Suicides on the rise in Rabun

With limited local resources and the number of mental-health-related incidents on the rise, knowing what to look for when someone is expressing signs of hurting is more important than ever.

According to reports from the Rabun County Sheriff’s Office, 2018 is proving to already outnumber the amount of suicide threat calls deputies were dispatched to — two having occurred most recently last week.

Although law enforcement and Emergency Medical Services both respond to suicide threats, neither can provide any referrals for out/in-patient mental health treatment according to Rabun County EMS Captain Trampes Stancil.

“Law enforcement is the lead agency,” Stancil said.

Often times law enforcement offers their assistance as much as possible, but are limited to transporting them to the nearest hospital; From there, trained healthcare personnel conduct a full mental-health evaluation and find the appropriate resources to guide the hurt to help.

But according to a recent study conducted by the Centers for Disease Control and Prevention (CDC), the dramatic rise in suicides is “more than a mental health issue.”

While prevention efforts mainly focus on identifying and providing treatment for people with mental illness, experts say suicide is rarely caused by a single factor.

In fact, researchers found that more than half of people who died by suicide during the study period did not have a known diagnosed mental health condition at the time of death. Other issues, including relationship problems, substance abuse, physical health problems, job- or money-related stress, legal or housing problems often contributed to risk for suicide, the report found.

Experts note that mental illness may have been underreported in the study, either because the person who killed themselves had not yet been diagnosed or because those left behind were not aware of their loved one’s condition. However, the fact that so many other factors appeared to contribute to suicide is an important finding.

“Our data suggests that suicide is more than a mental health issue,” CDC Principal Deputy Director Anne Schuchat, M.D., said. “We think that a comprehensive approach to suicide is what’s needed. If we only look at this as a mental health issue, we won’t make the progress that we need.”

The study serves as a reminder, she says, that if someone in your life recently lost a job, ended a relationship, or is having some other life crisis, it’s important to reach out.
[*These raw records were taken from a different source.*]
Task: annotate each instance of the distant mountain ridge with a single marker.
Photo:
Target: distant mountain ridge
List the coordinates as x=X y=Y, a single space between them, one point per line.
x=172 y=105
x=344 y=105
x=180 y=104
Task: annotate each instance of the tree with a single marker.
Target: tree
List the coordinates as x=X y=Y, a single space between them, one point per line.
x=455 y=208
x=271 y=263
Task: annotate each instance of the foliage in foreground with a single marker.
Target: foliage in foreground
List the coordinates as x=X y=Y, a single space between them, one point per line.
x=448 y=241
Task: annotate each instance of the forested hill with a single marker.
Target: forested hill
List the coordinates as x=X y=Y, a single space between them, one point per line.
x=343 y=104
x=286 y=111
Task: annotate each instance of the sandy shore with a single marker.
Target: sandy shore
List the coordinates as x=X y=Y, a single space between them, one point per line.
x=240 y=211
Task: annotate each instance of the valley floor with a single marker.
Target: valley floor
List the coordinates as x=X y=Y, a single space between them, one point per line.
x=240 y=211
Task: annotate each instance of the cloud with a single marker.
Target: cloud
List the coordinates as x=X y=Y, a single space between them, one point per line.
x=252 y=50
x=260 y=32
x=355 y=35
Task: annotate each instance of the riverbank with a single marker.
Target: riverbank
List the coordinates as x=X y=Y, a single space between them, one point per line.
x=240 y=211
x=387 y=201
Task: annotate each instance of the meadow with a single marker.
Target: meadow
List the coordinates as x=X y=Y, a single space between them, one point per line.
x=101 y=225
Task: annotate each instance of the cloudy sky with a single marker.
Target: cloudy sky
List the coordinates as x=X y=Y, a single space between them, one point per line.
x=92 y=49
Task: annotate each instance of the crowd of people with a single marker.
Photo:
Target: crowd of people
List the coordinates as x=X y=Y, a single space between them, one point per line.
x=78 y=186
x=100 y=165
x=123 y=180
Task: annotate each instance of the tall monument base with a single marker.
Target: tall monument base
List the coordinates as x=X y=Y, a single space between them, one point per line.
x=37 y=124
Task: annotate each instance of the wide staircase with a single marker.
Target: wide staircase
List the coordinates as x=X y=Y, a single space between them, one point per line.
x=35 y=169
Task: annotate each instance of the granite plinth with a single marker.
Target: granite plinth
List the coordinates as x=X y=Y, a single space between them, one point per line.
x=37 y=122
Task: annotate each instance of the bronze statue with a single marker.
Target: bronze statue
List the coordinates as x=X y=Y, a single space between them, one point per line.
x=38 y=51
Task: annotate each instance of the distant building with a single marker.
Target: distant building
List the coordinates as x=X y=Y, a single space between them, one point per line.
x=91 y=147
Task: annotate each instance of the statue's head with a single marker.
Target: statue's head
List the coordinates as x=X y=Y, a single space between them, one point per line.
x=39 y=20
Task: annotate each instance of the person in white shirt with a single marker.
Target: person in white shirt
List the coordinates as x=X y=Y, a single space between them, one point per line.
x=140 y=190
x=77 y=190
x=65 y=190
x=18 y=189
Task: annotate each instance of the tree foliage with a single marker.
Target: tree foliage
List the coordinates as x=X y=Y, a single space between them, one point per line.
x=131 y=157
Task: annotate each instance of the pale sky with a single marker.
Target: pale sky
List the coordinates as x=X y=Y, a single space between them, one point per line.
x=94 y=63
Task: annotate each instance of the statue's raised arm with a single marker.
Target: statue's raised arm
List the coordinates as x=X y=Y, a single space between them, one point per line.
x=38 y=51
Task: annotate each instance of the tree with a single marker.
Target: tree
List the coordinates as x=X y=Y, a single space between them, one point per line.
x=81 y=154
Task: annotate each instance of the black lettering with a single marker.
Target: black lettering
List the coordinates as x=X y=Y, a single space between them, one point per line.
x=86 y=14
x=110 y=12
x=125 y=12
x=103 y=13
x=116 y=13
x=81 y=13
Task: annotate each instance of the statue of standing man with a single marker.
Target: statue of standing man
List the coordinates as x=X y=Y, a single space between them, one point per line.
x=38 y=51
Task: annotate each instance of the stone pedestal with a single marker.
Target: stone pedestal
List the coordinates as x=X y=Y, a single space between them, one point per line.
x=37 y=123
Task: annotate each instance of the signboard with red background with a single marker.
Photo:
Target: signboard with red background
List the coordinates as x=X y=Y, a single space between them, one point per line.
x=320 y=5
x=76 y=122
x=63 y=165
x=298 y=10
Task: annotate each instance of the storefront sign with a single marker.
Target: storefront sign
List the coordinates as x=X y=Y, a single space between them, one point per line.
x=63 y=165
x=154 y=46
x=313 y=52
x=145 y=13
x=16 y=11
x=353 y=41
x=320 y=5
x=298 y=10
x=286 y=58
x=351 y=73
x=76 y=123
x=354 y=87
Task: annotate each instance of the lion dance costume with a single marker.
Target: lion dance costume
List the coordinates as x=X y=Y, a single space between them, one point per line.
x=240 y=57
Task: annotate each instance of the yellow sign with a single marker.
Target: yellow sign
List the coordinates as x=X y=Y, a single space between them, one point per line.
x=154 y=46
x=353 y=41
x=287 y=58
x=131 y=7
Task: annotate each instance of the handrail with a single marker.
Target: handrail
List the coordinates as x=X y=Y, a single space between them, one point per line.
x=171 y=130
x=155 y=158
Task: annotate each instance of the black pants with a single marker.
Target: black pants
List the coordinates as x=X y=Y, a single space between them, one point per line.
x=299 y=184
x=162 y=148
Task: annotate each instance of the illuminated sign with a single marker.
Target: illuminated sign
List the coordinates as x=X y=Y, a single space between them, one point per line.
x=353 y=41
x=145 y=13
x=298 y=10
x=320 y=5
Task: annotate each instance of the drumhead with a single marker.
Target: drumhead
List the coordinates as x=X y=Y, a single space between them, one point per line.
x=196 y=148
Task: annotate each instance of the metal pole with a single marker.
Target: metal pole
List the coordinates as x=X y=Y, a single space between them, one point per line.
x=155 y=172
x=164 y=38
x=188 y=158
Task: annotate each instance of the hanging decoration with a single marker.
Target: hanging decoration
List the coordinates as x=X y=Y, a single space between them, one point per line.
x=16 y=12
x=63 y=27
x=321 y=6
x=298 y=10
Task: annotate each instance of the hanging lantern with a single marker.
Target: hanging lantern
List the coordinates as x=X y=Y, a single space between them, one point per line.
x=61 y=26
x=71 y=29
The CDC recommends everyone familiarize themselves with the warning signs of suicide, which may include:

  • A person thinking about or threatening suicide or seeking a way to kill themselves
  • Increased substance abuse
  • Feelings of purposelessness, anxiety, being trapped, or hopeless
  • Withdrawing from people and activities
  • Expressing unusual anger, recklessness, or mood changes

If you are having thoughts of harming yourself or thinking about suicide, talk to someone who can help, such as a trusted loved one, your doctor, your licensed mental health professional if you already have one, or go to the nearest hospital emergency department.

For immediate help if you are in a crisis, call the toll-free National Suicide Prevention Lifeline at 1-800-273-TALK (8255), which is available 24 hours a day, 7 days a week. All calls are confidential.